At first, nvidia-smi was fine, here is previous output:
root@isysresearch:~/notebooks# nvidia-smi
Thu Feb 22 06:35:17 2024
+---------------------------------------------------------------------------------------+
| NVIDIA-SMI 535.154.05 Driver Version: 535.154.05 CUDA Version: 12.2 |
|-----------------------------------------+----------------------+----------------------+
| GPU Name Persistence-M | Bus-Id Disp.A | Volatile Uncorr.
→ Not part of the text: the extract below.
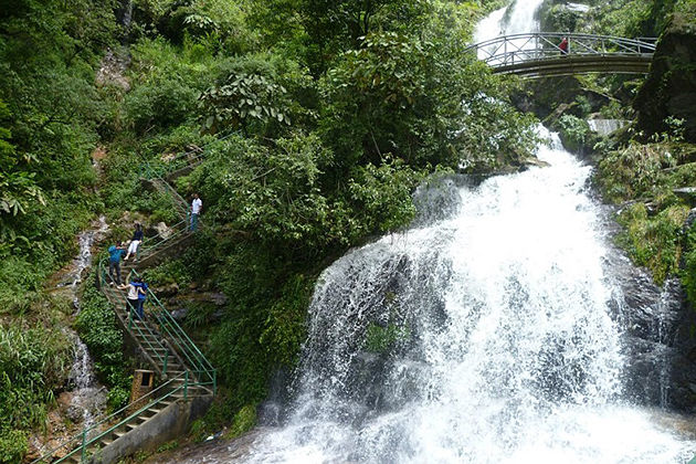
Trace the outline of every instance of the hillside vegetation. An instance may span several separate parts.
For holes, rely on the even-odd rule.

ECC |
| Fan Temp Perf Pwr:Usage/Cap | Memory-Usage | GPU-Util Compute M. |
| | | MIG M. |
|=========================================+======================+======================|
| 0 NVIDIA GeForce RTX 2080 Ti Off | 00000000:A1:00.0 On | N/A |
| 0% 46C P8 7W / 300W | 336MiB / 11264MiB | 1% Default |
| | | N/A |
+-----------------------------------------+----------------------+----------------------+
| 1 NVIDIA A10 Off | 00000000:C1:00.0 Off | 0 |
| 0% 41C P8 9W / 150W | 16MiB / 23028MiB | 0% Default |
| | | N/A |
+-----------------------------------------+----------------------+----------------------+
+---------------------------------------------------------------------------------------+
| Processes: |
| GPU GI CI PID Type Process name GPU Memory |
| ID ID Usage |
|=======================================================================================|
| 0 N/A N/A 1514 G /usr/lib/xorg/Xorg 61MiB |
| 0 N/A N/A 1755 C+G ...libexec/gnome-remote-desktop-daemon 156MiB |
| 0 N/A N/A 1795 G /usr/bin/gnome-shell 109MiB |
| 0 N/A N/A 2491 G /opt/teamviewer/tv_bin/TeamViewer 2MiB |
| 1 N/A N/A 1514 G /usr/lib/xorg/Xorg 4MiB |
+---------------------------------------------------------------------------------------+
After I run:
import cupy as cp
x_gpu = cp.array([1,2,3])
print(x_gpu)
It returned expected output:
array([1,2,3])
But after that moment, It returned cuda runtime error:
Now It returned error like title at nvidia-smi output:
Unable to determine the device handle for GPU0000:C1:00.0: Unknown Error
Here is the log file:
nvidia-bug-report.log.gz (252.4 KB)
Rebooting PC fixed this, but if I run that code again (im not sure it caused by code), then it started error again. I’m using ubuntu 22.04 LTS btw.